As part of BIHR’s 15 Days of Action to mark the 15th anniversary of the Human Rights Act (HRA), we are marking landmark moments in the Act’s history. Today we are celebrating year 2 of the HRA and focusing on the important case of Bernard v Enfield London Borough Council, on the right to respect for family life for a disabled woman housed in appropriate accommodation.

 

Mrs Bernard is married with six children. Back in 2000 the family moved into local authority accommodation after their family home was repossessed. Mrs Bernard uses a wheelchair, lives with diabetes and incontinence and is cared for by her husband. The local authority housing was not properly adapted to her needs. Mrs Bernard could not access the top floor of the house and was confined to the lounge. This meant she couldn’t take care of her children, including bathing them and putting them to bed. The local authority knew that the housing was inappropriate for the family; their care plan said the family needed assistance to move to a suitably adapted property. But the local authority failed to take action for 20 months, so Mrs Bernard and her husband took legal action using the right to respect for private and family life (protected by Article 8 of the HRA).

 

The right to respect for private life includes protecting people’s wellbeing and ‘physical and psychological integrity’. Public authorities not only have to ensure that they don’t interfere with this right wherever possible, they also have a duty to take positive steps to protect this right where they know it is at risk.

 

Looking at Mrs Bernard’s circumstances, the court found that the local authority’s failure to act on their own care plan showed a lack of respect for the family’s right to respect for private and family life.
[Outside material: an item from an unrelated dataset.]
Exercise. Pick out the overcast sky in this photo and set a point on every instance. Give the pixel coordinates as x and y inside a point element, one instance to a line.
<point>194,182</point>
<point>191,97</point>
Importantly the court ruled that the council had failed in its duty under the HRA to take positive steps to enable Mrs Bernard and her family to lead as normal a family life as possible, which would have safeguarded Mrs Bernard’s physical and psychological integrity and restored her dignity as a human being.

 

This cases, early on in the HRA’s life showed how the positive duty on public authorities to take steps to protect our rights can have a real impact on people’s everyday lives. Had the local authority looked through the lens of the HRA in this situation, they would have recognised their duty to take steps to protect her rights and acted on their care plan much sooner.

 

The power of the HRA isn’t simply about courtrooms, and it has much to say even in times of austerity. Fast forward a few years to 2010, when the British Institute of Human Rights began our innovative project working with advocacy organisations empowering them to use human rights to support people using health and care services. One of the advocacy organisations, based in the Midlands, were working with a client in a very similar situation to Mrs Bernard.

 

‘Blabir’ was 48 when she suffered a major stroke which left her needing to use a wheelchair. Like Mrs Bernard, she was unable to access the top floor of the small council house she shared with her two teenage sons. The local authority refused to adapt her house saying that Balbir could strip-wash in the kitchen and use the commode in her living room, which had also become her bedroom. As Balbir had IBS, she had to rely on carers to come and empty the commode. Balbir and her two sons lived like this for over a year until she got help from the local advocacy service who were working with BIHR. After receiving human rights training from BIHR, Balbir’s advocate supported her to write a letter to the local authority explaining that she thought her living conditions were humiliating and in danger of breaching her right to be free from degrading treatment (protected by Article 3 of the HRA). As a result, the local authority carried out an assessment and adaptations were made to her home, including building an accessible downstairs bathroom with shower.

 

Balbir’s story shows the power of the HRA to make a real difference to people’s lives in those “small places, close to home” (to quote one of my human rights heroes, Eleanor Roosevelt). We don’t need to be lawyers to use this piece of law. Thanks to very clever drafting, the duty on public officials to respect and protect our rights means that we can all use the language of human rights in our “small places” to discuss problems with our public services and negotiate solutions. There was no magic wand in Balbir’s case, and no new house plucked from thin air; it was about making sure the local authority knew the detrimental impact of their decision on her day-to-day life, that they had a duty to act and finding a practical solution to protect her rights. That’s what the HRA gives us; that’s how we can all use it.